Nearly 10,000 words, done in by four. Never mind the author's almost-realized attempt to draw an inclusive portrait of a complex person and her immediate environment. Instead, remember this: She is a monster.
(In case you didn't get the message, it is later reinforced, when an entire section is labeled "Little Shop of Horrors," the nickname reportedly given to Palin on the campaign trail by an anonymous "longtime McCain friend.")
It's particularly frustrating to see this sort of thing in a piece that spends the vast majority of its time clearly detailing why Palin was a flawed candidate, and what's wrong with her still, and what her future (and ours) may hold:
In the aftermath of the November election, the conventional wisdom among Palin's supporters in the Republican establishment was that she should go home, keep her head down, show that she could govern effectively, and quietly educate herself about foreign and domestic policy with the help of a cadre of experienced advisers. She has done none of this.Not an unimportant point.
Palin has shown herself to have remarkable gut instincts about raw politics, and she has seen openings where others did not. And she has the good fortune to have traction within a political party that is bereft of strong leadership, and whose rank and file often demands qualities other than knowledge, experience, and an understanding that facts are, as John Adams said, stubborn things. It is, at the moment, a party in which the loudest and most singular voices, not burdened by responsibility, wield disproportionate power. She may decide that she does not need office in order to have great influence—any more than Rush Limbaugh does.Also not an unimportant point.

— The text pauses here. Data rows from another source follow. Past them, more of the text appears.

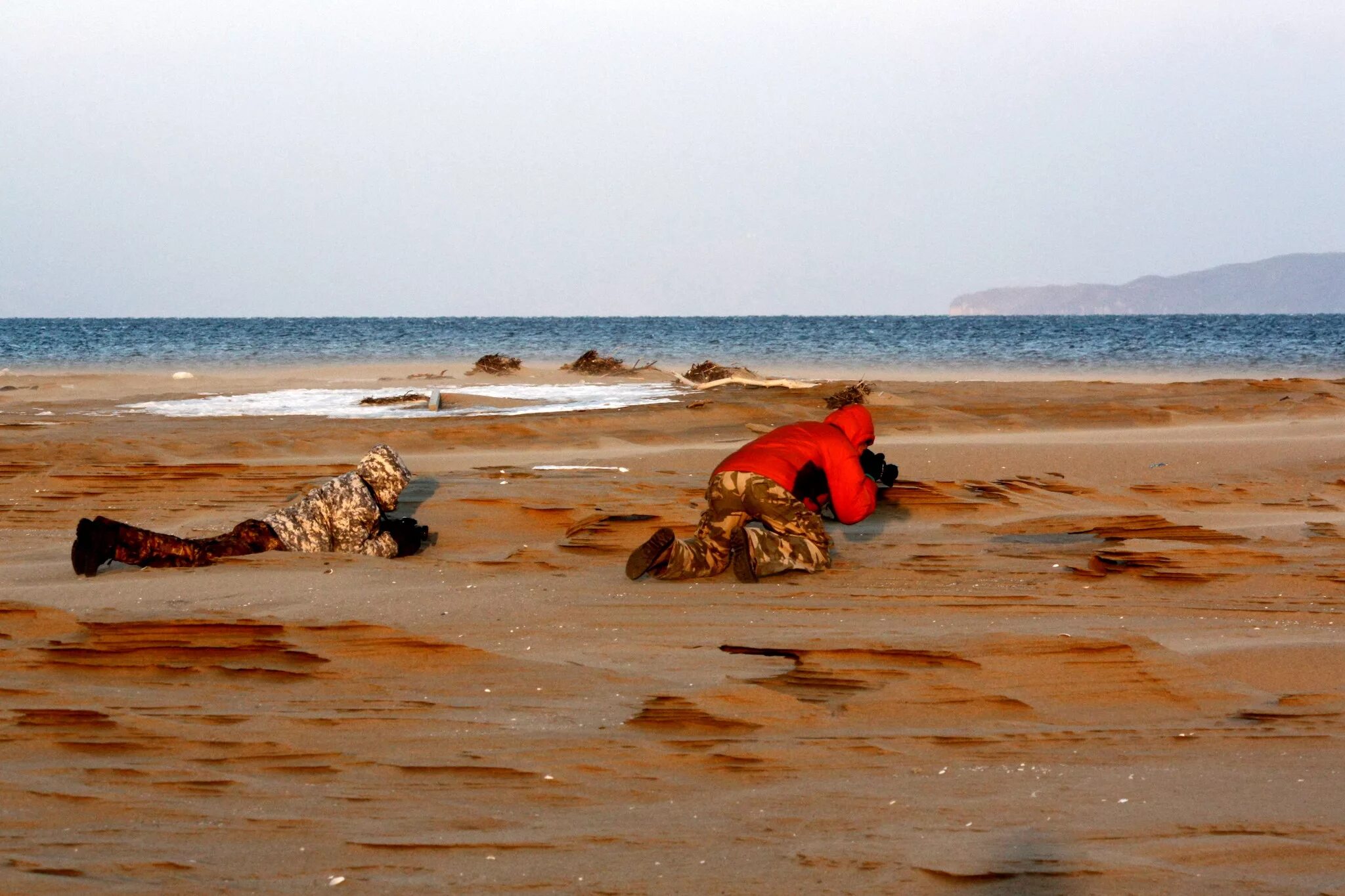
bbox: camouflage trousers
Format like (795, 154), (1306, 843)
(95, 516), (285, 567)
(655, 470), (831, 579)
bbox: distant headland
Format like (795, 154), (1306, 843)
(950, 253), (1345, 314)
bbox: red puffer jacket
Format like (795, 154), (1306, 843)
(714, 404), (878, 524)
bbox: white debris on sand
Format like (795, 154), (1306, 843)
(118, 383), (683, 419)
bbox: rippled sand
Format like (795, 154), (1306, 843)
(0, 367), (1345, 893)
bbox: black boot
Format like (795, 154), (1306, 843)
(70, 517), (116, 578)
(625, 526), (676, 580)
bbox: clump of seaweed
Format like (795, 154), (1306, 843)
(561, 348), (655, 376)
(467, 354), (523, 376)
(682, 362), (756, 383)
(827, 380), (873, 408)
(359, 393), (429, 404)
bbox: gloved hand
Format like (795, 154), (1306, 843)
(860, 449), (897, 488)
(860, 449), (885, 482)
(384, 516), (429, 557)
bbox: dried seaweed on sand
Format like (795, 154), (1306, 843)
(561, 348), (653, 376)
(682, 360), (756, 383)
(359, 393), (429, 404)
(827, 380), (873, 408)
(467, 354), (523, 376)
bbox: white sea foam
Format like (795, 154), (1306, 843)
(120, 383), (682, 419)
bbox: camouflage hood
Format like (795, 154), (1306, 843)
(355, 444), (412, 512)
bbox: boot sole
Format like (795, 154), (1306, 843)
(625, 526), (676, 582)
(70, 520), (99, 579)
(729, 529), (757, 584)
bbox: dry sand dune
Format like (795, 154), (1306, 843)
(0, 371), (1345, 893)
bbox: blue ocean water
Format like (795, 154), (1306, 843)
(0, 314), (1345, 376)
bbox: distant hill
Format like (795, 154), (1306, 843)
(950, 253), (1345, 314)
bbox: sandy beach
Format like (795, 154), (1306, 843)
(0, 363), (1345, 895)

There are, it happens, lots and lots of very good points about Palin made in the piece.
And all of them risk being lost beneath the crushing weight of the lazy implication that she is a monster.
Worse yet, dismissing her as a monster, as a wild animal, as crazy, is tacit encouragement to pay her no real attention at all. She's not even serious enough to warrant your time.
They said that about another Republican once.
Just sayin'.
[Standard disclaimer: I defend Sarah Palin against misogynist smears not because I endorse her or her politics, but because that's how feminism works.]